Whether Wage Orders Nos. NCR-01 and NCR-02 are applicable to MOLINA. Whether MOLINA is entitled to moral damages and attorney's fees. Who is liable to pay MOLINA's claims.

Ruling

The Supreme Court affirmed the NLRC's resolution with modifications. The award of moral damages was deleted, and the award of attorney's fees was reduced to P1,250.12. The Court ruled that PVB is liable for MOLINA's claims.

Ratio Decidendi

On the applicability of Wage Orders Nos. NCR-01 and NCR-02 to MOLINA: The Court affirmed the findings of the Labor Arbiter and NLRC that MOLINA's basic monthly salary of P3,754.60 was within the coverage of both Wage Order No. 1 (ceiling P3,802.08) and Wage Order No. 2 (ceiling P4,319.16). The core dispute was the computation of his daily wage. The Court upheld the use of the 365-day factor, which PVB had previously used as a policy and which was considered part of the employment contract. The Court cited the National Wages Council's opinion that the 365-day factor was binding and could not be unilaterally changed by the employer without employee consent, as doing so would diminish benefits, prohibited by Article 100 of the Labor Code. This factor resulted in a higher monthly salary calculation, confirming MOLINA's entitlement to the wage increases.
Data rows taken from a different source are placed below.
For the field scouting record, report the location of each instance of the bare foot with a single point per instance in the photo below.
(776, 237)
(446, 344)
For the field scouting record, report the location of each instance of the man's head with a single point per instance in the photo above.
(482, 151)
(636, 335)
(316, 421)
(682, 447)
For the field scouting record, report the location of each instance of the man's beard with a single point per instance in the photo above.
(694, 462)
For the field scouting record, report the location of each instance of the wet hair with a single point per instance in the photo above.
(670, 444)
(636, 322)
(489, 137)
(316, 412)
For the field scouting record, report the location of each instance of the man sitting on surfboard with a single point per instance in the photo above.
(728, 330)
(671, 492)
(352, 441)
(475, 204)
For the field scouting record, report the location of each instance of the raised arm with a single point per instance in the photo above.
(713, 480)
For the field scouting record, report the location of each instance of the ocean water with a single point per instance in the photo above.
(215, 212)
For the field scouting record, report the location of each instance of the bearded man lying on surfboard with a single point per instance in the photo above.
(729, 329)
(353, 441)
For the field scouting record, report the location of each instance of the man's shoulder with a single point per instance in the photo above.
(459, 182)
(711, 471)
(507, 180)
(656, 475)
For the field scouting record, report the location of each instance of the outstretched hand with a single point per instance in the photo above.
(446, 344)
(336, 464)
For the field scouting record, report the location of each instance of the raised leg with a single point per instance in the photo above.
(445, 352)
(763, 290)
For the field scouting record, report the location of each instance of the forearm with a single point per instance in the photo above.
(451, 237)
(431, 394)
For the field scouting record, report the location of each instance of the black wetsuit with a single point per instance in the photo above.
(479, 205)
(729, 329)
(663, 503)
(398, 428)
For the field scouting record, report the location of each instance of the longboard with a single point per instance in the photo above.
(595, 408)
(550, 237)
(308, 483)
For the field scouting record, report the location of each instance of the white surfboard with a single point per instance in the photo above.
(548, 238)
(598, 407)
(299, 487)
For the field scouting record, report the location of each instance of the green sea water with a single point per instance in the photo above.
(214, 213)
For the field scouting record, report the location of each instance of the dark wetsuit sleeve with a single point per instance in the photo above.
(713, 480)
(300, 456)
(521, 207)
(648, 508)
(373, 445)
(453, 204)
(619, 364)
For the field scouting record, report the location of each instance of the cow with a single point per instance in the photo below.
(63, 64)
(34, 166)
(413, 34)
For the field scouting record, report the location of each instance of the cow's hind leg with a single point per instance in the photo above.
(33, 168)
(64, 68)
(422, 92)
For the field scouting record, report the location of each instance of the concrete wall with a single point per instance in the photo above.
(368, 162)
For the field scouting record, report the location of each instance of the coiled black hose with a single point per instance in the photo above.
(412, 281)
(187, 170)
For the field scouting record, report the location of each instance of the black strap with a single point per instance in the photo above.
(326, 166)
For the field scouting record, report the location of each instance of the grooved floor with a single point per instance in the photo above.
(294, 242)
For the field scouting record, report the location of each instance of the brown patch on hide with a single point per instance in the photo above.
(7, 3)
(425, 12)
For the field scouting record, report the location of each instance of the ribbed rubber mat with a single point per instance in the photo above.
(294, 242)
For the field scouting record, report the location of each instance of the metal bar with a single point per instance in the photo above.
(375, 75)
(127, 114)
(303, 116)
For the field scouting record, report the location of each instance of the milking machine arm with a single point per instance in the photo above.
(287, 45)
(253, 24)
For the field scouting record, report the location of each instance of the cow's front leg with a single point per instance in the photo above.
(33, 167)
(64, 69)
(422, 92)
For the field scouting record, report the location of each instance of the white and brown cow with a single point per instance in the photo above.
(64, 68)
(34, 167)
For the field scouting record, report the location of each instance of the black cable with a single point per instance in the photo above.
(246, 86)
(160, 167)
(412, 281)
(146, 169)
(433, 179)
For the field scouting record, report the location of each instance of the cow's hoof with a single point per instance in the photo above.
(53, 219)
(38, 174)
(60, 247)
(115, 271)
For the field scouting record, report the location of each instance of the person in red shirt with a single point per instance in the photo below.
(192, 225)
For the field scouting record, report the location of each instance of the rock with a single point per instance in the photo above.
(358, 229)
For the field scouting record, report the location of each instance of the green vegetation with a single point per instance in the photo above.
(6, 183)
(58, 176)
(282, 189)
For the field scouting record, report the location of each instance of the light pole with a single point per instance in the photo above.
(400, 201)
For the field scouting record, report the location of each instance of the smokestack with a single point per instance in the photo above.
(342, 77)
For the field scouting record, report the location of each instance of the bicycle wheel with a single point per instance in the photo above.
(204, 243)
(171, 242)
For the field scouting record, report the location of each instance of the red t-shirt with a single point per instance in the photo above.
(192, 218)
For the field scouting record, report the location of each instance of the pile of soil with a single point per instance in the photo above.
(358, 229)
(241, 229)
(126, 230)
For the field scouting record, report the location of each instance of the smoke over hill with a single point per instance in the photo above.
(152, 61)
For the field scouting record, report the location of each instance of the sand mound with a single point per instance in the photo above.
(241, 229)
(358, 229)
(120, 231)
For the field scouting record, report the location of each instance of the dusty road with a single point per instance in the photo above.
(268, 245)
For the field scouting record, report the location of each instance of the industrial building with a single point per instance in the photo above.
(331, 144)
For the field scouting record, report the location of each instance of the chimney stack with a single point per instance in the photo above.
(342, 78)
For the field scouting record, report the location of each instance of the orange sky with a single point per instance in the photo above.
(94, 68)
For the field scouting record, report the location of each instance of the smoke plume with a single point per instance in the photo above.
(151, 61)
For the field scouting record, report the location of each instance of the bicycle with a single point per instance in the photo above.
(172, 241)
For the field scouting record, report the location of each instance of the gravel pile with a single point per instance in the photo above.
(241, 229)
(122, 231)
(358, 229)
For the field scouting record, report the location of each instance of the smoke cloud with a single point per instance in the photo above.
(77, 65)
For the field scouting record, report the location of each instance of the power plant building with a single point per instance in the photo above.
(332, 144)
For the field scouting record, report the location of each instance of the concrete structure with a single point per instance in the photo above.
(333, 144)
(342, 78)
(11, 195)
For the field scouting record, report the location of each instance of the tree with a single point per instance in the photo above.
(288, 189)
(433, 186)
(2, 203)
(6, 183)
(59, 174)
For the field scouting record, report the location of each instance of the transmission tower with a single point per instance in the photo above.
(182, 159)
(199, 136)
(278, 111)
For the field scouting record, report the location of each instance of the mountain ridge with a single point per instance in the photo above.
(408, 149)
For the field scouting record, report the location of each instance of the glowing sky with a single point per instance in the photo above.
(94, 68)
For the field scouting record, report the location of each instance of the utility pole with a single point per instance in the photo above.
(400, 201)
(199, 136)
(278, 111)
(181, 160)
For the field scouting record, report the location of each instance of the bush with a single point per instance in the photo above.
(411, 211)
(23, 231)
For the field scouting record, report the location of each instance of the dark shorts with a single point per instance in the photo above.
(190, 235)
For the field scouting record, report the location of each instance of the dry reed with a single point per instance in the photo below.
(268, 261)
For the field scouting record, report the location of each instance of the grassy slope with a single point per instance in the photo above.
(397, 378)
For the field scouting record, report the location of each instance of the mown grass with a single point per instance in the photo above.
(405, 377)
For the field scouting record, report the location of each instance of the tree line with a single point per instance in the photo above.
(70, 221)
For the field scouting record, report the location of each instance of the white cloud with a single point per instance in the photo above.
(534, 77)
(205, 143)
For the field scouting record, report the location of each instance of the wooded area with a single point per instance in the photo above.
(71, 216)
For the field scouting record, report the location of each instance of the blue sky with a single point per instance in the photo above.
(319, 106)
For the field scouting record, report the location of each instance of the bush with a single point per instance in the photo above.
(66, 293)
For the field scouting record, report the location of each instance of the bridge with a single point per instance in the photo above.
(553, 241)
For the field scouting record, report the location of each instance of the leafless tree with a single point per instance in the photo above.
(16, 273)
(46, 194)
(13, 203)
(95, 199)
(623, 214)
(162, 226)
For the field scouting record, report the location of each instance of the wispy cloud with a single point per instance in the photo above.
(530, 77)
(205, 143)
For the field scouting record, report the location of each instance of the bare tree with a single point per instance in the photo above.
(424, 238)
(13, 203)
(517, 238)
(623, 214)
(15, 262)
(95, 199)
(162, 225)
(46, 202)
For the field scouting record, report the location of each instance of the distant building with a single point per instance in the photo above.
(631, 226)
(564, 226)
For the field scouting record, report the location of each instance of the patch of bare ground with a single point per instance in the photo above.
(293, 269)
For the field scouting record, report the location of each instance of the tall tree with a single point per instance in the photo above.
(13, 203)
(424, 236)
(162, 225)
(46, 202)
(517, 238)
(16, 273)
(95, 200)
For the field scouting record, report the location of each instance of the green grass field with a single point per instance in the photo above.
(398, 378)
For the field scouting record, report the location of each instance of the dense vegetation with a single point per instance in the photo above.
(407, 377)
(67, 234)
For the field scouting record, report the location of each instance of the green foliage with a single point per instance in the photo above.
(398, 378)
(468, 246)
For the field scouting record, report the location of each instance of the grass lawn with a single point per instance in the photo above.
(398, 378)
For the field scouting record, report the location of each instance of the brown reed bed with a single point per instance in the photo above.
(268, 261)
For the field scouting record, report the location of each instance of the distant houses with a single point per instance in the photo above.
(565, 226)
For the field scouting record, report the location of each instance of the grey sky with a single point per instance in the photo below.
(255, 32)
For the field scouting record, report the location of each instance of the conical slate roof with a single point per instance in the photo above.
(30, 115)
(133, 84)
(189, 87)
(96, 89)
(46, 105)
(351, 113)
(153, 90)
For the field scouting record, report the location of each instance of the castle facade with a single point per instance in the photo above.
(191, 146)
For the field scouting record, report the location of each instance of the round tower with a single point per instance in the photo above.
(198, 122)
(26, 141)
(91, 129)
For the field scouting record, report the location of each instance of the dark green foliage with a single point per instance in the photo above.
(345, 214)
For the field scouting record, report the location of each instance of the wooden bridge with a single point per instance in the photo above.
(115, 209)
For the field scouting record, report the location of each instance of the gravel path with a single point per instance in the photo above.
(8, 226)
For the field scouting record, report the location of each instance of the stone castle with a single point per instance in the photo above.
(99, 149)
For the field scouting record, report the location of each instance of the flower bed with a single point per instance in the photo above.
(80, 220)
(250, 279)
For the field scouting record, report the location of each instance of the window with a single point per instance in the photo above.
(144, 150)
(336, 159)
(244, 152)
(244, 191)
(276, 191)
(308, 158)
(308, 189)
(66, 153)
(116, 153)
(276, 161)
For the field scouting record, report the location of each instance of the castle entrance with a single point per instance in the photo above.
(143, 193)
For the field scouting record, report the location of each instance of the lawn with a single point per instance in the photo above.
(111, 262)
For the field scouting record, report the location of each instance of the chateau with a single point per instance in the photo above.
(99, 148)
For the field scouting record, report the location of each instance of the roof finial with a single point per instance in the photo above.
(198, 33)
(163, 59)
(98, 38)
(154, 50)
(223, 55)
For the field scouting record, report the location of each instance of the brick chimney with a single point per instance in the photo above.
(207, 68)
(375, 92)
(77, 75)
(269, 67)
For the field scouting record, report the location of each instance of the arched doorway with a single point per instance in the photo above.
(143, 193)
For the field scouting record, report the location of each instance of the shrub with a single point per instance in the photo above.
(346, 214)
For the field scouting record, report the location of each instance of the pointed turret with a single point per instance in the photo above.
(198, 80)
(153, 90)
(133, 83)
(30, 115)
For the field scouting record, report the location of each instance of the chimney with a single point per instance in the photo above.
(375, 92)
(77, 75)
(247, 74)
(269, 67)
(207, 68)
On MOLINA's entitlement to moral damages and attorney's fees: The Court agreed that MOLINA was entitled to attorney's fees, noting that while not explicitly stated in the complaint, it was prayed for in his position paper, which was deemed sufficient. However, the Court found that the NLRC improperly consolidated the awards for moral damages and attorney's fees. The award for attorney's fees was limited to ten percent (10%) of the recovered wages, as per Article 111 of the Labor Code, resulting in P1,250.12. Regarding moral damages, the Court deleted the award, finding that MOLINA failed to satisfactorily prove the factual basis and causal connection between PVB's actions and any alleged moral suffering, as required for such damages. On who is liable to pay MOLINA's claims: The Court ruled that PVB, the petitioner, is liable for MOLINA's claims. It explained that even when a bank is under receivership or liquidation, it retains its juridical personality, and its corporate existence is assumed by the receiver or liquidator. Crucially, upon PVB's rehabilitation under Republic Act No. 7169, it resumed its corporate activities and assumed all the rights and obligations of the receiver and liquidator. Therefore, PVB could not disclaim liability for claims that arose during the liquidation period, as the acts of the liquidators pertained to PVB itself.

Main Doctrine

Upon rehabilitation, a bank assumes the rights and obligations of its receiver and liquidator, including claims for unpaid wages, and the computation of daily wages based on a previously established 365-day factor cannot be unilaterally changed to the detriment of employees.